Range lists, zero-length functions, linker gc

Fri Jun 19 12:00:27 GMT 2020

Hi,

On Tue, 2020-06-02 at 11:06 -0700, David Blaikie via Elfutils-devel wrote:
> > I do think combining Split DWARF and LTO might not be the best
> > solution. When doing LTO you probably want something like GCC Early
> > Debug, which is like Split DWARF, but different, because the Early
> > Debug simply doesn't contain any address (ranges) yet (not even through
> > indirection like .debug_addr).
> 
> I don't think Early Debug fits here - it seems like it was
> specifically for DWARF that doesn't refer to any code (eg: function
> declarations and type definitions). I don't see how it could be used
> for the actual address-referencing DWARF needed to describe function
> definitions.

I think that is kind of the point of Early Debug. Only use DWARF (at
first) for address/range-less data like types and program scope
entries, but don't emit anything (in DWARF format) for things that
might need adjustments during link/LTO phase. The problem with using
DWARF with address (ranges) during early object creation is that the
linker isn't capable to rewrite the DWARF. You'll need a linker plugin
that calls back into the compiler to do the actual LTO and emit the
actual DWARF containing address/ranges (which can then link back to the
already emitted DWARF types/program scope/etc during the Early Debug
phase). I think the issue you are describing is actually that you do
use DWARF to describe function definitions (not just the declarations)
too early. If you aren't sure yet which addresses will be used DWARF
isn't really the appropriate (temporary) debug format.

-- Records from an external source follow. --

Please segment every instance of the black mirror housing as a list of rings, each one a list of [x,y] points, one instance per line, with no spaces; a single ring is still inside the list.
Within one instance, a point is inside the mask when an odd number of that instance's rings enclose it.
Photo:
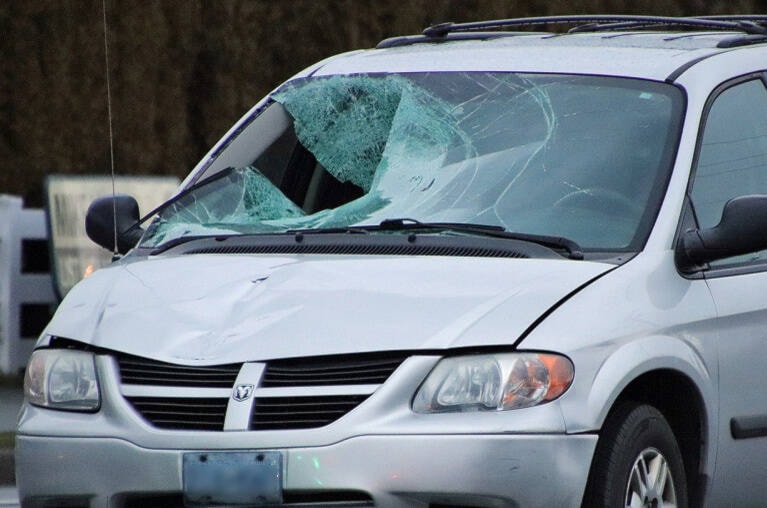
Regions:
[[[677,264],[683,271],[730,256],[767,249],[767,195],[729,200],[719,224],[685,231],[679,239]]]
[[[144,230],[139,227],[139,207],[133,196],[115,194],[96,199],[85,215],[85,232],[96,244],[125,254],[136,246]],[[115,226],[117,235],[115,235]],[[115,248],[117,236],[117,248]]]

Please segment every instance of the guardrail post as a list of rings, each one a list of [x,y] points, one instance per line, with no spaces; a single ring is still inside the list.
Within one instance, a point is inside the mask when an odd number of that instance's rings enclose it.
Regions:
[[[56,305],[45,213],[0,195],[0,372],[23,370]],[[42,259],[43,261],[40,261]]]
[[[14,274],[21,270],[16,223],[23,201],[15,196],[0,195],[0,372],[14,370],[19,319],[12,302]]]

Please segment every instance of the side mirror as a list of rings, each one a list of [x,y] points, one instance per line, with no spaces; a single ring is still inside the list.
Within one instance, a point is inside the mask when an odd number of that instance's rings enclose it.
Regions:
[[[96,244],[112,252],[125,254],[144,234],[139,223],[138,202],[133,196],[116,194],[96,199],[85,214],[85,232]],[[117,249],[115,249],[115,225]]]
[[[695,271],[710,261],[767,249],[767,195],[729,200],[719,224],[685,231],[676,258],[683,271]]]

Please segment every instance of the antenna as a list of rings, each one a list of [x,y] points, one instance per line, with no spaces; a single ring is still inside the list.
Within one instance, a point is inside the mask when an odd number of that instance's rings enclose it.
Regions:
[[[107,77],[107,113],[109,115],[109,161],[112,171],[112,223],[114,229],[114,251],[112,252],[112,260],[120,257],[117,252],[117,199],[115,192],[115,144],[114,133],[112,132],[112,91],[109,83],[109,40],[107,37],[107,1],[101,0],[101,10],[104,14],[104,61],[105,71]]]

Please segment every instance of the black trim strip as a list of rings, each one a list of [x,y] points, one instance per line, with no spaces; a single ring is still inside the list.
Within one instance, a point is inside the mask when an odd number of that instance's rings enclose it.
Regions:
[[[703,56],[699,56],[698,58],[693,58],[692,60],[682,64],[676,70],[674,70],[674,72],[669,74],[666,77],[666,83],[673,84],[677,80],[677,78],[679,78],[679,76],[684,74],[685,71],[687,71],[690,67],[694,66],[697,63],[702,62],[703,60],[708,60],[712,56],[721,55],[722,53],[726,53],[726,51],[716,51],[716,52],[713,52],[713,53],[708,53],[708,54],[703,55]]]
[[[615,268],[618,268],[617,266]],[[591,279],[590,281],[586,282],[582,286],[580,286],[578,289],[573,291],[569,296],[574,295],[577,293],[580,289],[583,289],[584,287],[588,286],[595,280],[599,279],[603,275],[606,275],[607,273],[613,271],[615,268],[612,268],[610,270],[607,270],[605,273],[596,276],[595,278]],[[559,304],[563,303],[564,300],[567,300],[568,297],[565,297],[562,301],[559,302]],[[555,307],[558,305],[555,304]],[[553,310],[555,307],[552,307]],[[549,312],[550,313],[550,312]],[[532,327],[528,329],[527,333],[529,333],[532,330]],[[463,355],[480,355],[480,354],[493,354],[493,353],[510,353],[512,351],[515,351],[515,347],[512,344],[489,344],[489,345],[479,345],[479,346],[461,346],[461,347],[448,347],[445,349],[393,349],[393,350],[374,350],[374,351],[363,351],[359,353],[337,353],[333,355],[315,355],[315,356],[292,356],[292,357],[283,357],[283,358],[251,358],[246,357],[242,360],[243,363],[248,362],[260,362],[260,363],[272,363],[272,362],[289,362],[292,360],[296,361],[328,361],[333,360],[336,358],[367,358],[367,357],[384,357],[389,356],[392,358],[398,358],[398,357],[410,357],[410,356],[439,356],[439,357],[450,357],[450,356],[463,356]],[[103,347],[97,347],[92,346],[90,344],[87,344],[85,342],[80,342],[72,339],[66,339],[63,337],[53,337],[51,340],[51,343],[49,346],[40,347],[38,349],[75,349],[78,351],[92,351],[95,354],[100,355],[110,355],[110,356],[119,356],[119,355],[127,355],[132,353],[125,353],[123,351],[118,351],[116,349],[107,349]],[[551,352],[549,350],[538,350],[538,349],[524,349],[520,350],[525,353],[547,353]],[[145,358],[148,360],[152,360],[151,358],[146,357],[139,357],[139,358]],[[407,359],[407,358],[405,358]],[[402,361],[404,362],[405,359]],[[152,360],[152,361],[158,361],[160,363],[160,360]],[[189,365],[187,364],[171,364],[175,365],[177,367],[187,367]],[[211,365],[193,365],[191,367],[221,367],[221,365],[225,364],[211,364]]]
[[[730,432],[735,439],[767,437],[767,415],[736,416],[730,420]]]
[[[157,254],[338,254],[562,259],[557,251],[522,240],[428,234],[261,234],[190,239]]]
[[[631,259],[627,260],[626,262],[628,263],[629,261],[631,261]],[[527,351],[525,349],[520,349],[519,345],[522,343],[523,340],[525,340],[527,338],[528,335],[530,335],[533,332],[533,330],[535,330],[538,327],[539,324],[543,323],[546,319],[548,319],[548,317],[550,315],[552,315],[554,313],[554,311],[556,311],[558,308],[560,308],[565,302],[570,300],[573,296],[575,296],[576,294],[580,293],[583,289],[585,289],[586,287],[590,286],[594,282],[598,281],[599,279],[601,279],[602,277],[604,277],[608,273],[612,273],[613,271],[617,270],[618,268],[620,268],[620,266],[623,266],[623,265],[618,265],[618,266],[616,266],[614,268],[611,268],[609,270],[605,270],[604,272],[602,272],[602,273],[594,276],[593,278],[587,280],[586,282],[584,282],[583,284],[581,284],[580,286],[578,286],[577,288],[573,289],[568,294],[563,296],[554,305],[549,307],[548,310],[546,310],[543,314],[538,316],[538,319],[533,321],[532,324],[530,326],[528,326],[527,329],[524,332],[522,332],[522,334],[519,336],[519,338],[514,341],[514,344],[512,345],[514,351],[517,351],[517,350]]]

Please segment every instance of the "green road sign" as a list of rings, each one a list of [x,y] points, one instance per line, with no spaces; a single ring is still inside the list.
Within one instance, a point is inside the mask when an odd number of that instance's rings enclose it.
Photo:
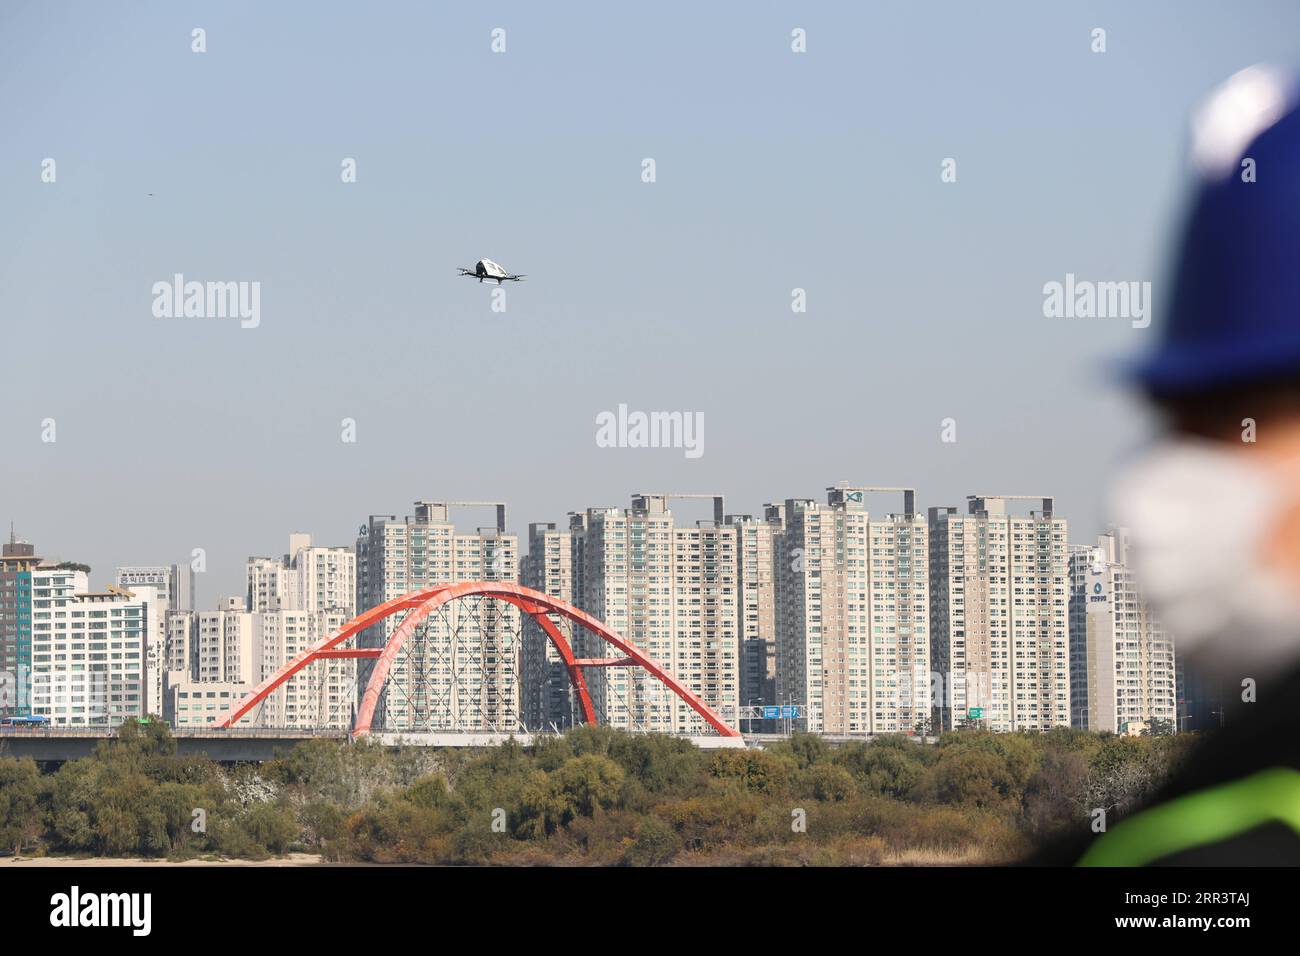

> > > > > & again the overhead of all those separate contributions, headers,
> > > > > etc, turns out to be not very desirable in any case.
> > > > 
> > > > Yes, I agree with that. But as said earlier, maybe the compiler
> > > > shouldn't have generated to code/data in the first place?
> > > 
> > > In the (especially) C++ compilation model, I don't believe that's
> > > possible - inline functions, templates, etc, require duplication -
> > > unless you have a more complicated build process that can gather the
> > > potential duplication, then fan back out again to compile, etc.
> > > ThinLTO does some of this - at a cost of a more complicated build
> > > system, etc.
> > 
> > It might be useful for the original discussion to have a few more
> > concrete examples to show when you might have unused code that the
> > linker might want to discard, but where the compiler could only produce
> > DWARF in one big blob. Apart of the -ffunction-sections case,
> 
> Function sections, inline functions, function templates are core examples.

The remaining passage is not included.